From Theresa Latini
Of the many new stories in the airwaves this past week, the Ray Rice video rose to the top. Rice, a Baltimore Ravens running back, was suspended for two games at the end of July after a video showed him dragging his unconscious fiancée, Janay Palmer, from an elevator. The incident occurred last February. Rice was arrested but his fiancée (now wife) did not press charges. The case was dropped, but the NFL was pressured to respond with some sort of discipline. So they did—the two game suspension.

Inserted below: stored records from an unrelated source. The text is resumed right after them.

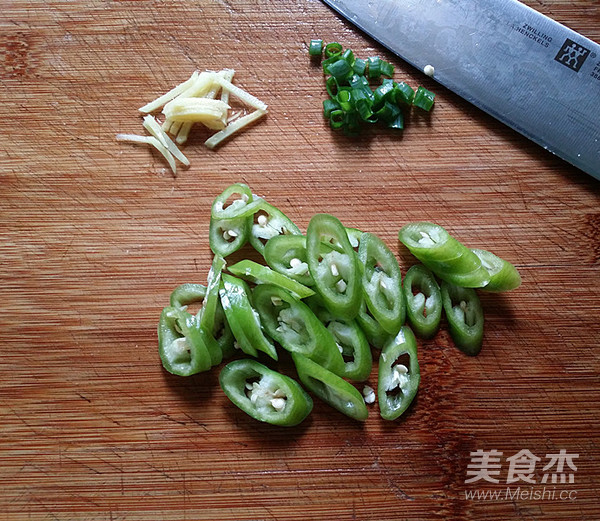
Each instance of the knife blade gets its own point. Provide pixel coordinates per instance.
(535, 75)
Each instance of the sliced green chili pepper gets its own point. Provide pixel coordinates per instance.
(269, 222)
(259, 274)
(181, 343)
(352, 343)
(292, 323)
(209, 306)
(243, 318)
(399, 374)
(449, 259)
(226, 236)
(264, 394)
(336, 273)
(354, 236)
(423, 301)
(330, 388)
(465, 317)
(223, 334)
(244, 203)
(382, 283)
(190, 293)
(503, 275)
(186, 294)
(376, 335)
(286, 254)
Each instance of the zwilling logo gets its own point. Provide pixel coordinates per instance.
(572, 55)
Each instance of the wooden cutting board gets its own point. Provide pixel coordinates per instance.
(95, 234)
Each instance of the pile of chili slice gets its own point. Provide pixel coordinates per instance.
(362, 92)
(327, 297)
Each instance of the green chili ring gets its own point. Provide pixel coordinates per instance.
(264, 394)
(292, 324)
(330, 388)
(398, 383)
(423, 301)
(465, 317)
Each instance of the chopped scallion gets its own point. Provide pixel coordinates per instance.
(315, 48)
(333, 49)
(354, 99)
(424, 99)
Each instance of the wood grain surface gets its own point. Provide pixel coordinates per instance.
(94, 234)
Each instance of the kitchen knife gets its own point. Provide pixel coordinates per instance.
(525, 69)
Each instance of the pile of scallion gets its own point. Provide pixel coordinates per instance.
(354, 100)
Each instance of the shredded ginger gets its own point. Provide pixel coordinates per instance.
(195, 101)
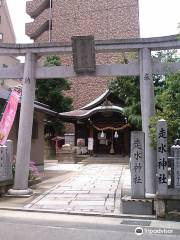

After a firestorm of public criticism that this fell far short of adequate, NFL commissioner Roger Goodell issued a public apology and instituted a new and rather commendable policy on assault, battery, domestic violence, and sexual assault applicable to all NFL personnel (not just players).
A few days ago, the full video of the incident was leaked to the media. It shows Rice punching and knocking out Palmer and then dragging her from the elevator with obvious disregard. Again, public outcry intensified. Rice was let go from the Ravens and suspended indefinitely by the NFL.
Much could be said about this incident as it has unfolded, but one question has stuck with me: “What did people think had gone on in the elevator before we saw him drag her out?” Marie Fortune, executive director of Faith Trust Institute, arguably the most influential organization in the United States dedicated to training clergy and theological educators about domestic violence, sexual abuse, and clergy misconduct, asked this precise question in her recent blog. While she didn’t reflect further on it, I can’t seem to let go of it.